He visto a Isabel Preysler en El Hormiguero y me he reconciliado con ella. No es que me cayera mal. La encontraba un poco afectada. La he visto educadamente inteligente, que es una forma interesante de serlo. Hace muchos años, cerca de cincuenta, la saludé en una sala de exposiciones de Marbella. Estaba con Pitita Ridruejo y me pareció muy bajita, pero es que Pitita era altísima. Después Pitita se convirtió en un personaje de Umbral que vivía, junto a un panadero, en la última página de El Mundo.
Las dos me resultaban un poco pijas, pero Pitita se especializó en apariciones marianas y empezó a resultarme una persona interesante. Sobre todo el día que contó cuando fueron a cenar a Balmoral, con la reina Isabel II de Inglaterra, y Felipe de Edimburgo le daba pataditas por debajo de la mesa.
Isabel Preysler le dijo a Motos que Carlos III es aficionado a los curanderos y han contratado a un homeópata que le recomienda pelos de cabra para combatir la impotencia. Siempre me han gustado estas cosas si están hechas con elegancia. Cualquier tontería puede convertirse en buena si la aderezamos con un poco de frivolidad. Ahora todo esto vuelve a estar de moda porque la gente ha descubierto que es un coñazo estar todo el tiempo con Paquirrín y la Pantoja.

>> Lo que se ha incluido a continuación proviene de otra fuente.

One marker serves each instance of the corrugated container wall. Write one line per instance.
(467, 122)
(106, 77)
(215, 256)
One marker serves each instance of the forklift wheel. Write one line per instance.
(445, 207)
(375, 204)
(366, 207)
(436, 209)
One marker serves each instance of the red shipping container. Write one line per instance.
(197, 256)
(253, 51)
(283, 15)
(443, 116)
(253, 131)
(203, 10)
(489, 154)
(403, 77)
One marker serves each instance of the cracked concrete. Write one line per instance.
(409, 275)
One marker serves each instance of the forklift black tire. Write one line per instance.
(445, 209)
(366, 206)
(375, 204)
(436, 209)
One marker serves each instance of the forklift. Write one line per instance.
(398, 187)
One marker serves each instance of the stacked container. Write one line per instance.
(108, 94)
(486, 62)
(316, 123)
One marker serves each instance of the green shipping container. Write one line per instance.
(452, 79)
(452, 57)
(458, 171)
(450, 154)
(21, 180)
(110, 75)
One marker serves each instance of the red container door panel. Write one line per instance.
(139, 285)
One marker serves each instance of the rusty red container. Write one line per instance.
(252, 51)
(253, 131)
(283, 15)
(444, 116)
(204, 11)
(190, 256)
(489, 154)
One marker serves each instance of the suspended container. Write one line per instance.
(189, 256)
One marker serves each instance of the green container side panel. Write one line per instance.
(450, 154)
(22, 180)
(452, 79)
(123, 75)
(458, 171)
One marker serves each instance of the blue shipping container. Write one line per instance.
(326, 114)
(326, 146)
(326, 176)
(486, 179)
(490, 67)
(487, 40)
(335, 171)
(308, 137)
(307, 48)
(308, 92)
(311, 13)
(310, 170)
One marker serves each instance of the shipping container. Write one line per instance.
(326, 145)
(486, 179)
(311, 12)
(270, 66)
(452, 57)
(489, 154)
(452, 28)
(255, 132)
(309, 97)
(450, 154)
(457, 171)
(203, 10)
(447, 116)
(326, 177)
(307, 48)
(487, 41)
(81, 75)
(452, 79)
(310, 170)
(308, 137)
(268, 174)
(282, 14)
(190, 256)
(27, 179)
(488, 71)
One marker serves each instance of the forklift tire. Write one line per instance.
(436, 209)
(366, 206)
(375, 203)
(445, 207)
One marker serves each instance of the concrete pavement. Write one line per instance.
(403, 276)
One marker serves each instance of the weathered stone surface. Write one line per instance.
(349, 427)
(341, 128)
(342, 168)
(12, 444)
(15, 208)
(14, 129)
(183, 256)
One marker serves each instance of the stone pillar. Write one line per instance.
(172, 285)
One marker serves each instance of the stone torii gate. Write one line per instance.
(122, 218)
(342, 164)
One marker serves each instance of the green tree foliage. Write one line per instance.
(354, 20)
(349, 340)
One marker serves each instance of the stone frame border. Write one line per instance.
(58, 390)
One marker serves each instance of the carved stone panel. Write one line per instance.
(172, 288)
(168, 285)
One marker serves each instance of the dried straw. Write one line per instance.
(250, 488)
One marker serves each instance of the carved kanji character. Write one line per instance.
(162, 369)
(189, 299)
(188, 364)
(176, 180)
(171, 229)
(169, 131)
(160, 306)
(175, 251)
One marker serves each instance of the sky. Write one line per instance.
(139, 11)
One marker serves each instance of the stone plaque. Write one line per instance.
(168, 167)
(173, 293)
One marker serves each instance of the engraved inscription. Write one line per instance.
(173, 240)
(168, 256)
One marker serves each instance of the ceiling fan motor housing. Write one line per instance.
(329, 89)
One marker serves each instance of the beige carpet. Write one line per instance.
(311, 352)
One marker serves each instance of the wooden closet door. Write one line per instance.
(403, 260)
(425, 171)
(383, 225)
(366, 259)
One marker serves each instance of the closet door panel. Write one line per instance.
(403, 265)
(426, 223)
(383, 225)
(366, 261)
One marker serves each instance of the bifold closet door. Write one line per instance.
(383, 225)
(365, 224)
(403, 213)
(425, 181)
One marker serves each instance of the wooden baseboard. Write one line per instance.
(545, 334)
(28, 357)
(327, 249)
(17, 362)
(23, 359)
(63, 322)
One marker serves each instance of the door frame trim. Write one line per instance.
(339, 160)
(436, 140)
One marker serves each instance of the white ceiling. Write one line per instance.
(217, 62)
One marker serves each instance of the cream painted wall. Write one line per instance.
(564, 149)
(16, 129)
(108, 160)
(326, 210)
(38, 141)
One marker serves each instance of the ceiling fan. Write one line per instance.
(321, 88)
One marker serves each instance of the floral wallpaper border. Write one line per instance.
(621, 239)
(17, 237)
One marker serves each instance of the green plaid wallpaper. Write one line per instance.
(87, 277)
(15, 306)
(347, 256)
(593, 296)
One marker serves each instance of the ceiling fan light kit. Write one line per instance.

Creo que estamos en un cambio de ciclo. Por eso me he reconciliado con Isabel. Yo creo que lo empecé a hacer el día que descubrí a su madre filipina con su nieto Julio. No sé lo que le pasó con Vargas Llosa, ni me interesa, pero pienso sinceramente que él salió perdiendo. Esta noche he mostrado mi otra cara. En realidad siempre me gustaron los buenos restaurantes, los buenos hoteles, las carreras de caballos, las fuentes luminosas, los fuegos artificiales y las duquesas en pelotas. ¿No lo sabían? Pues yo he sido siempre un poco así.